I have a 2008 copy of the ingredients for all of the Papa John's products and I would say that of the majors, PJ has the "cleanest" products. Their flour is a high protein flour that is milled from a Kansas wheat strain that was developed exclusively for them to achieve the characteristic flavor of the PJ crust. No one else has that flour. The flour is unbleached and unbromated (as are the flours used by most of the big chains) although PJ does use ascorbic acid in their flours. I estimate that the protein content is somewhere between 13-14%. Their pizza sauces are based on Stanislaus fresh pack tomatoes, which are generally considered to be among the best in the pizza industry. Their vegetables, such as peppers, onions, mushrooms and tomatoes, are fresh and free of preservatives or other chemicals. Their meats come from companies like Tyson so they will contain the same chemicals and preservatives as their retail level counterparts.
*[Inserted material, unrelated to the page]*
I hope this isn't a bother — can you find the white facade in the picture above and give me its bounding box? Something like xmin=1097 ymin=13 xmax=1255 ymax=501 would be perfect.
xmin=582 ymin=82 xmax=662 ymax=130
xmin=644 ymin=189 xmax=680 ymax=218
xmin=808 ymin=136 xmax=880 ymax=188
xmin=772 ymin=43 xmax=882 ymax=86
Most of the rest of their toppings ingredients are processed foods and, as a result, will contain the usual suspects as additives and preservatives.
I believe the weak link of the PJ pizzas is their cheese. It comes from an industry cheese giant, Leprino's, which also has major accounts with other pizza chains. The basic pizza cheese used by PJ is a low-fat part-skim mozzarella cheese but it includes things like food starch, powdered cellulose and whey protein. All of the major pizza chains, especially those that use commissaries, use cheeses that are not pure cheeses. Shredding quality cheeses at the store level would be a big improvement in my opinion but none of the majors do that.
What I have also discovered is that it is best to buy pizzas from PJs when they are not being slammed. At times like that, they will form skins in advance and put them in racks pending orders. The skins might sit there for quite a long time and become puffy. Also, the workers have a tendency to dock the skins aggressively as they are being formed. This is especially true when they form skins out of dough balls that are cold right out of the cooler. Pizzas made from those skins will not be the best representation of their product. And they won't be their prettiest. The rims will be riddled with holes from the dough dockers.
At least PJs does not use frozen dough, as do Domino's (according to Tom Lehmann) and Pizza Hut. Frozen dough means a lot of dough conditioners and other chemical additives. Their doughs are nowhere as "clean" as the PJ doughs, if that is a matter of concern.